The paper where Legendre introduced the transform is Mémoire sur l'intégration de quelques équations aux différences partielles: lû le 1er septembre 1787, Histoire de l'Académie Royale de Sciences. Année M. DCCLXXXVII. Avec les Mémoires de Mathématique & de Physique de la meme année, pp. 309–351. A Paris, de l’Imprimerie royale M. DCCLXXXIX, 1789. Kiselman gives the following commentary on Legendre's contribution in Werner Fenchel, a pioneer in convexity theory:
"“Au lieu de considérer $z, p, q$ comme des fonctions de $x$ & $y$, rien n’empêche de regarder $x, y, z$
comme des fonctions de $p$ & $q$; [. . . ]” (p. 315). This is the very beginning of what we now call the Legendre transformation. Here it is about a function $z$
of two variables x and y with $p = \partial z/\partial x$ and $q = \partial z/\partial y$. The symmetry or
duality between $z, p, q$ and $x, y, z$ is evident. Later in the article the author considers functions of more than two variables."
That Hamilton did not link the requisite change of variables to Legendre is not very surprising given the difference of context.
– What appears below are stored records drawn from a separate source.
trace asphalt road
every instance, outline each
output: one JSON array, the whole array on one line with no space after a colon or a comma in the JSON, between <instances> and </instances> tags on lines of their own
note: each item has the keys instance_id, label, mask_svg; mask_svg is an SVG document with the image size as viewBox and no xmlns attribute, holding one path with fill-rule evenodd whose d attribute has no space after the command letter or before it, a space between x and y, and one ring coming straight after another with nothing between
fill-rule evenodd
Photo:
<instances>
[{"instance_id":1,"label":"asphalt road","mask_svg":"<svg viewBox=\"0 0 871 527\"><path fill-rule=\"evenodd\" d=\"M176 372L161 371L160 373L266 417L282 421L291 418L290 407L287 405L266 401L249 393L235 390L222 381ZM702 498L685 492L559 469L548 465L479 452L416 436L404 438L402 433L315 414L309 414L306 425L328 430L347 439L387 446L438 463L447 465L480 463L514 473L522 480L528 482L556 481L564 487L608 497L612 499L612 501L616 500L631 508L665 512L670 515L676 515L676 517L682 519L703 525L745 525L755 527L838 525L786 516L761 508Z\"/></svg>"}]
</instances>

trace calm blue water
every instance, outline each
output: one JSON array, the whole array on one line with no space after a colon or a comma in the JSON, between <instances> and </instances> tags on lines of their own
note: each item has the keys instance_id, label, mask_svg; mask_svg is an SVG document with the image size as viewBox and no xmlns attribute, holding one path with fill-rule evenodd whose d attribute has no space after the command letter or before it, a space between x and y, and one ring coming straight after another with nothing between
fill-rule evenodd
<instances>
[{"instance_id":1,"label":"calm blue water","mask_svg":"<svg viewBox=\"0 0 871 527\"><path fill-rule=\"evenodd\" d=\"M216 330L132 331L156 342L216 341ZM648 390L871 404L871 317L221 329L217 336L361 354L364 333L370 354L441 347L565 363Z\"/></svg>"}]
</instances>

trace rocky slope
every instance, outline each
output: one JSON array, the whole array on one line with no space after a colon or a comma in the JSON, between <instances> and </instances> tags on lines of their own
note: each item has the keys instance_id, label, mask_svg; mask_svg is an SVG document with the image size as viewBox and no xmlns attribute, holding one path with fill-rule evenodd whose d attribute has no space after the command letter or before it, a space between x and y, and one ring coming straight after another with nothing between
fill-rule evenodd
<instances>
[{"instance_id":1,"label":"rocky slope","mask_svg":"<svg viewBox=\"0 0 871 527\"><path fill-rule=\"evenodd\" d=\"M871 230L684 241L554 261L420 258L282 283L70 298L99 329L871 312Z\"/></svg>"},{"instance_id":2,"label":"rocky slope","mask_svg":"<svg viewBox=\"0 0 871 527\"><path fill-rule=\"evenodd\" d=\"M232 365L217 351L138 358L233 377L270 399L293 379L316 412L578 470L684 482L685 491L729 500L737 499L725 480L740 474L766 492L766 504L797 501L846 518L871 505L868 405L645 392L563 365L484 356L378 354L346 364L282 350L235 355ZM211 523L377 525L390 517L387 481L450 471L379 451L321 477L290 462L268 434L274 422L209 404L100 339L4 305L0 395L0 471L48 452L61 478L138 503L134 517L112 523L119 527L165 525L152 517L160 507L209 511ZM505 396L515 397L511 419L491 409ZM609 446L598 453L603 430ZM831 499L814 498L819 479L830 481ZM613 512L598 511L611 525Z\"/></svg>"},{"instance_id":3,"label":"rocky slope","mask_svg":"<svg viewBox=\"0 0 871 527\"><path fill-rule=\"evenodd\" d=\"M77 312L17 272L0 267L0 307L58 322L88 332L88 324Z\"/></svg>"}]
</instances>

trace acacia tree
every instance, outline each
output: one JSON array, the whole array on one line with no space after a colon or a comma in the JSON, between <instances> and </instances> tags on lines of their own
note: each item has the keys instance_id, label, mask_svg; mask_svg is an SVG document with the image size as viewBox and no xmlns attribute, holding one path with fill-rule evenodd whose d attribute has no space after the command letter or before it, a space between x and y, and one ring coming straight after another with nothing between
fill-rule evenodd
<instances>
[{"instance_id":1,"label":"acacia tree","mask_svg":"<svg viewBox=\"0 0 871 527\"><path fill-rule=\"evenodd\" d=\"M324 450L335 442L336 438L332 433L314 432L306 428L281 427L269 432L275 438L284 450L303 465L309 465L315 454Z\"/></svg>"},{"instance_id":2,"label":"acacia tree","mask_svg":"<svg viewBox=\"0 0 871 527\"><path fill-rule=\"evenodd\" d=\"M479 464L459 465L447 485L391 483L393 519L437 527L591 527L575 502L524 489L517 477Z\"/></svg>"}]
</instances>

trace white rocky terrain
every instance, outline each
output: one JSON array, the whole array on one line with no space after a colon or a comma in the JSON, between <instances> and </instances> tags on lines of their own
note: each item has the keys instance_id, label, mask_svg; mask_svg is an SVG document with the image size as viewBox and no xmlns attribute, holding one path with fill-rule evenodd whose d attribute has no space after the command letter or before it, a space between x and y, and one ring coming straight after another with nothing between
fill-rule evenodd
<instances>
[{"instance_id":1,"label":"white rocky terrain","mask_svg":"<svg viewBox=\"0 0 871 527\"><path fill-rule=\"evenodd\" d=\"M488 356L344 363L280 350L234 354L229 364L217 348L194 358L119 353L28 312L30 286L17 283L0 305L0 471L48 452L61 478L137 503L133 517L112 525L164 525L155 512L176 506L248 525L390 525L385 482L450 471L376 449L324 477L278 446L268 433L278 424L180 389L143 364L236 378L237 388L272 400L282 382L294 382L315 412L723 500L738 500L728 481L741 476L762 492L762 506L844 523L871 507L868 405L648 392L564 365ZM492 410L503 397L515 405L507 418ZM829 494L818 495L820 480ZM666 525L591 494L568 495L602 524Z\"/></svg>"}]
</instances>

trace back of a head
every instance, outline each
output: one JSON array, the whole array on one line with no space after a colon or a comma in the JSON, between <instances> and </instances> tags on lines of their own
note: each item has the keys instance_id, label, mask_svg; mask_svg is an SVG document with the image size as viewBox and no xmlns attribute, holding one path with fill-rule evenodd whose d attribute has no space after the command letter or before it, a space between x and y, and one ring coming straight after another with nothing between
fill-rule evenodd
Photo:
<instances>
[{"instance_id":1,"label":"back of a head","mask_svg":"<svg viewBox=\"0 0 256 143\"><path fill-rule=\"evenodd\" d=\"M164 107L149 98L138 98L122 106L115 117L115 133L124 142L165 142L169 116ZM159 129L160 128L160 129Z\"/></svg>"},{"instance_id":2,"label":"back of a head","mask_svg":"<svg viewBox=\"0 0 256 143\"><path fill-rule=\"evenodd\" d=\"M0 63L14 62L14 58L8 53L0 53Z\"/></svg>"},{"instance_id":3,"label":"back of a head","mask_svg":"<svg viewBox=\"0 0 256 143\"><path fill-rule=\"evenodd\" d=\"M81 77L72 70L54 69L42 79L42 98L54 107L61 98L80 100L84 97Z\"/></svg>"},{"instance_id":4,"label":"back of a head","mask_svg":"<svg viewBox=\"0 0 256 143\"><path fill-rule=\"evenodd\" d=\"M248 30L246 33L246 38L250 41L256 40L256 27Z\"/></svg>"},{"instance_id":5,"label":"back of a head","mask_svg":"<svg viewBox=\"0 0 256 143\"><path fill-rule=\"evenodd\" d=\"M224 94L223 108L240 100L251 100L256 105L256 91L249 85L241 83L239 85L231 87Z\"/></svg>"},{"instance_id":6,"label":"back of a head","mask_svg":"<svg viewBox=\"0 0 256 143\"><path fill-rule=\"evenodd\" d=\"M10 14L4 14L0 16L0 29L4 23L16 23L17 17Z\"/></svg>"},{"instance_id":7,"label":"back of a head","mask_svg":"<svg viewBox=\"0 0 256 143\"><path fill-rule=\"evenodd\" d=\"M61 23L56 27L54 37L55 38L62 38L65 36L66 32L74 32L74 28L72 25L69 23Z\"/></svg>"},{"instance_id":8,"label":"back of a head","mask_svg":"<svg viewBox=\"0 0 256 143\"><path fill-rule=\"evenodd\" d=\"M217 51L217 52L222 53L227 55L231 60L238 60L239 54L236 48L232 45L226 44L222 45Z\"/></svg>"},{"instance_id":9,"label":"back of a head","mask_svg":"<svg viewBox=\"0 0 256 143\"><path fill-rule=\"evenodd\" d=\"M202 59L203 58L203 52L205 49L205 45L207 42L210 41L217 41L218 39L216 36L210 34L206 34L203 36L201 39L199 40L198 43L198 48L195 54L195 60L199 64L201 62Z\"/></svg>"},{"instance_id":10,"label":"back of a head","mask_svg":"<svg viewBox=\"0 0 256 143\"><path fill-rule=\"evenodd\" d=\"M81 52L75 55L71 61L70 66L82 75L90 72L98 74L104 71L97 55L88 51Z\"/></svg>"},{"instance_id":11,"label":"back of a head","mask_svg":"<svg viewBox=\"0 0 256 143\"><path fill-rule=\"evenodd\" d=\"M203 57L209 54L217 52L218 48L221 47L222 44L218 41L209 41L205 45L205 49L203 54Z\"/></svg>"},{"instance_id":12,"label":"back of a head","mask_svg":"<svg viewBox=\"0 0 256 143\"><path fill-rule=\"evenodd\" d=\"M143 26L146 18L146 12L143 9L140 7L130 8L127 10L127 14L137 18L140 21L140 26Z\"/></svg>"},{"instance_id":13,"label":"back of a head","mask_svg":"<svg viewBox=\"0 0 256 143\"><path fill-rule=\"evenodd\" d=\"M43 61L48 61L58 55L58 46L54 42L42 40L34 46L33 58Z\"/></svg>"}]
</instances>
Closely related canonical transformations were soon studied by Delaunay, Liouville and Jacobi. Linking it to conjugation of convex functions also took some time. Kiselman gives a translation of Fenchel's 1977 letter to him on transform's history in convex analysis with some interesting remarks on the naming:
"The classical Legendre transformation was introduced purely formally by Legendre. That it is an involution and closely related to duality was, however, as far as I know, first discovered by Monge somewhat later. One shall of course keep the name Legendre transformation... W. H. Young has in a small paper from 1912 proved [his inequality for] a special case of the classical Legendre transformation, which Young, however, did not notice, even though this is clear from his proof. He is only interested in the inequality. The next contribution to the topic is due to Z. W. Birnbaum & W. Orlicz, 1931... Here the “complementary” function $\widetilde{f}$ to $f$ is defined by $\widetilde{f}(y)=\sup_{x\in\mathbb{R}}\big(xy-f(x)\big)$ and it is shown that $\tilde{\widetilde{f}}=f$... The inequality (**) is called Young’s inequality by several authors. This
is OK, but I cannot see any reason for calling $f\mapsto\widetilde{f}$ the Young transformation.
If you want to include a personal name, it seems Legendre is the closest at hand, even though it does not create the correct association. The “maximum transformation” I have not seen."